Tuesday, July 15, 2025

Kopi, Goni dan Senar di Halaman Belakang

Senar dan Goni duduk bersisian di taman belakang, di atas bangku besi yang dicat putih dan mulai terkelupas warnanya. Di hadapan mereka tertanam rumpun-rumpun serai dan kenikir yang tumbuh tidak teratur, seperti sedang memberontak dari desain taman yang terlalu rapi. Di ujung-ujungnya, sebatang pohon asam menua dengan anggun, dedaunannya berguguran satu demi satu, seolah tahu bahwa dunia tak lagi punya cukup tempat untuk menampung segalanya. Burung Bayan, satu-satunya makhluk yang selalu lebih cerewet dari televisi, bertengger di palang jemuran. Ia sesekali berteriak, bukan karena ada tamu atau maling, tapi karena hidup terlalu penuh informasi. Suaranya menirukan apa yang terakhir ia dengar:

"Setop uranium! 1,5 derajat! Laptop error! RDF! RDF!"


Di atas meja kayu, dua cangkir kopi robusta setengah basi mengepul lemah. Senar mencelupkan jari ke dalam cangkirnya; entah untuk mengetes panas atau menakar kesabaran. "Kadang kupikir, kita ini hidup di antara dua halaman. Satu halaman berita, satu halaman doa. Tapi tak ada yang bisa kita tulis sendiri," katanya. Goni mengangguk. Ia menyentuh tanah yang lembap berlumut, "Kau tahu, Iran sedang diancam lagi. Diminta berhenti memperkaya uranium. Disuruh manut pada yang merasa punya hak moral; dan pasukan."

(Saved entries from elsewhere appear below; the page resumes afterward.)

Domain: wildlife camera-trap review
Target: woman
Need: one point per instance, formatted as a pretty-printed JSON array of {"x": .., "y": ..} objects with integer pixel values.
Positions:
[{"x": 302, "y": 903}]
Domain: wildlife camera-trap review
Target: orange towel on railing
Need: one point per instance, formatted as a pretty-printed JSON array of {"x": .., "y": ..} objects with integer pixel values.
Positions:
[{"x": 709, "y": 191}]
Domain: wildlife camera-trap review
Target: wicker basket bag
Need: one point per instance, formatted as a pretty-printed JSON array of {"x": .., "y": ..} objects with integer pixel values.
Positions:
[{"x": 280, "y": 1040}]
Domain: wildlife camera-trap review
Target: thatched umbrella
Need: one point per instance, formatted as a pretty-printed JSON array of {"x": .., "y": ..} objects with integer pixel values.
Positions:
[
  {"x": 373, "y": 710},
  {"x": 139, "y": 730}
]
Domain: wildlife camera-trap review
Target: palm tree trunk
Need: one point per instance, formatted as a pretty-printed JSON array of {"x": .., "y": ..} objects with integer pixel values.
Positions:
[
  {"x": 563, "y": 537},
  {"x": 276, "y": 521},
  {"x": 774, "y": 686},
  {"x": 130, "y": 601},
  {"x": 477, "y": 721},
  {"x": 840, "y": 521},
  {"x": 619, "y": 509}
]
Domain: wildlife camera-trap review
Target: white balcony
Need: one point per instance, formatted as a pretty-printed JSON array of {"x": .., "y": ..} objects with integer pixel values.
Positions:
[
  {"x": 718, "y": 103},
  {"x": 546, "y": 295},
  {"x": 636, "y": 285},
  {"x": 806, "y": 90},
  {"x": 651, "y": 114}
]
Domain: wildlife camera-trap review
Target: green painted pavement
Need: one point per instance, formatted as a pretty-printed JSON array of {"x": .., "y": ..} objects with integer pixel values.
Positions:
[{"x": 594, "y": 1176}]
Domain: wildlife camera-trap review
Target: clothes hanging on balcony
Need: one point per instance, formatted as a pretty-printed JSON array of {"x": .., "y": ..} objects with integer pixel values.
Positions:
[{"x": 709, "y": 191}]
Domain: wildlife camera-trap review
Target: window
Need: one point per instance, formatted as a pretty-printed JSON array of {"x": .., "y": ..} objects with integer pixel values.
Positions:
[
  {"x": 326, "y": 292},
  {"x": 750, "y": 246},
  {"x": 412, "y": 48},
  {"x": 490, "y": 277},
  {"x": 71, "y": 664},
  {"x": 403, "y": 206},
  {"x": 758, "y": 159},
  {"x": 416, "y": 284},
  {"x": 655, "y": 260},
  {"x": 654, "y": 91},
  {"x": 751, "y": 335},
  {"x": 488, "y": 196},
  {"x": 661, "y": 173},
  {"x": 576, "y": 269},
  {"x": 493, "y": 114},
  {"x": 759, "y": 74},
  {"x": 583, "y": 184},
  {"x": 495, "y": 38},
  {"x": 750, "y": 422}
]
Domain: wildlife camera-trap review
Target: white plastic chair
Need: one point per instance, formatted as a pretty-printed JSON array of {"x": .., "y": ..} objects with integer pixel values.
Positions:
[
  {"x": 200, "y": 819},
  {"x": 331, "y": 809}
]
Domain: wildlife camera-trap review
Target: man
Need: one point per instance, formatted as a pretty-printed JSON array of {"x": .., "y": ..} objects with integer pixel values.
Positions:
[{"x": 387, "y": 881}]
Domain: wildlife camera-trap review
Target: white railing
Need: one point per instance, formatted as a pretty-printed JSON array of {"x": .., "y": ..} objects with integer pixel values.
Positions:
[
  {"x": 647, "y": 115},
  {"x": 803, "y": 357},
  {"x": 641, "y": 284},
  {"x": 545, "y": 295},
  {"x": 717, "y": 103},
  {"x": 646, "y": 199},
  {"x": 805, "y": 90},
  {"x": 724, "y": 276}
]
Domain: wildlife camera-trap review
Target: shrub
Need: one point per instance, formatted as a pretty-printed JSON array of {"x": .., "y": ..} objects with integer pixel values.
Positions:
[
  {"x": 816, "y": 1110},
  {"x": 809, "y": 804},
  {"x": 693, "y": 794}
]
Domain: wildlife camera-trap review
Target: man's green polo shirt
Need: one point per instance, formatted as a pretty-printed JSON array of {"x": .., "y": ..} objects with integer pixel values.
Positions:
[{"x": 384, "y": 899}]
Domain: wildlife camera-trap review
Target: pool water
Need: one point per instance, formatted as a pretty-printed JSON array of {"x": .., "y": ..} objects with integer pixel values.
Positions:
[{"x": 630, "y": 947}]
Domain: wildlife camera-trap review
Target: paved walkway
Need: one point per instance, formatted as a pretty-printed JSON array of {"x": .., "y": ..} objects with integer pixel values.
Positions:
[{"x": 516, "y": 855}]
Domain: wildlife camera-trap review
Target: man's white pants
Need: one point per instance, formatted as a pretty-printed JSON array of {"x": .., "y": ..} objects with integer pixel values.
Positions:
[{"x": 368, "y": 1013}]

Senar tersenyum kecil. "Kita semua pernah jadi Iran, dalam skala rumah tangga. Ditekan untuk berhenti memperkaya diri, karena dianggap berbahaya jika terlalu mandiri."


Burung Bayan mencicit, lalu bersuara seperti iklan layanan masyarakat:
"Digitalisasi pendidikan, generasi emas, satu siswa satu laptop."
Ia meniru suara Pak Menteri dengan begitu sempurna, hingga kopi di tangan Goni nyaris tumpah. "Dan ternyata ada anggaran yang menguap juga di sana, ya?" Goni bersuara lirih. "Laptop-laptop lebih banyak jadi tumpukan daripada digunakan. Anak-anak masih belajar di ruang kelas dengan plafon bolong dan kabel colokan yang diganjal sendok." Senar tidak menjawab. Ia hanya menunjuk ke langit yang kelabu. "Tapi di gurun Atacama, kabut bisa dipanen. Lima liter per meter persegi. Sehari. Air minum dari udara."

Ia terdiam, seakan sedang mengukur berapa banyak harapan bisa diperas dari udara Jakarta.

“Bayangkan. Negara di tengah kekeringan bisa mencipta kelembapan. Sementara kita; yang banjir pun tiap dua bulan, tak bisa mengelola basah tanpa tenggelam.” Angin menyusup ke sela-sela kemeja mereka. Aroma tanah lembap dan sisa bakaran plastik dari rumah tetangga menyatu, membentuk semacam kenyataan yang enggan dihindari. Goni berkata pelan, “Bantargebang katanya sekarang punya RDF. Sampah jadi bahan bakar. Katanya solusi. Tapi siapa yang tinggal di dekatnya? Siapa yang hirup udara itu?"


“Dan siapa yang ucapkan pidato sambil pakai masker N95, tapi menyuruh warga pakai saputangan bekas?” Senar menimpali.

Suasana jadi hening. Bahkan Burung Bayan pun membisu. Lanjut Goni, "Tadi pagi aku membaca, suhu bumi telah melampaui 1,5 derajat dari masa pra-industri. Kita resmi memasuki fase baru." “Mungkin bukan bumi yang berubah. Tapi kita yang lupa bagaimana rasanya tinggal di rumah sendiri,” jawab Senar. Ia menenggak kopinya, kini sudah dingin, seperti hasil riset yang tak lagi hangat bahkan saat dibakar berkasnya.


Bayan mengepakkan sayap. Di bawahnya, daun kenikir bergoyang. Seseorang menyalakan televisi di dalam rumah. Suara-suara ramai lagi: proyek, anggaran, investigasi, resolusi, investasi hijau, peluncuran AI, dan pertemuan tingkat tinggi. Namun di taman belakang, dua lelaki dan seekor burung tahu betul bahwa dunia tak akan diselamatkan oleh presentasi. Berdoa bahwa semua ini akan pulih, mungkin.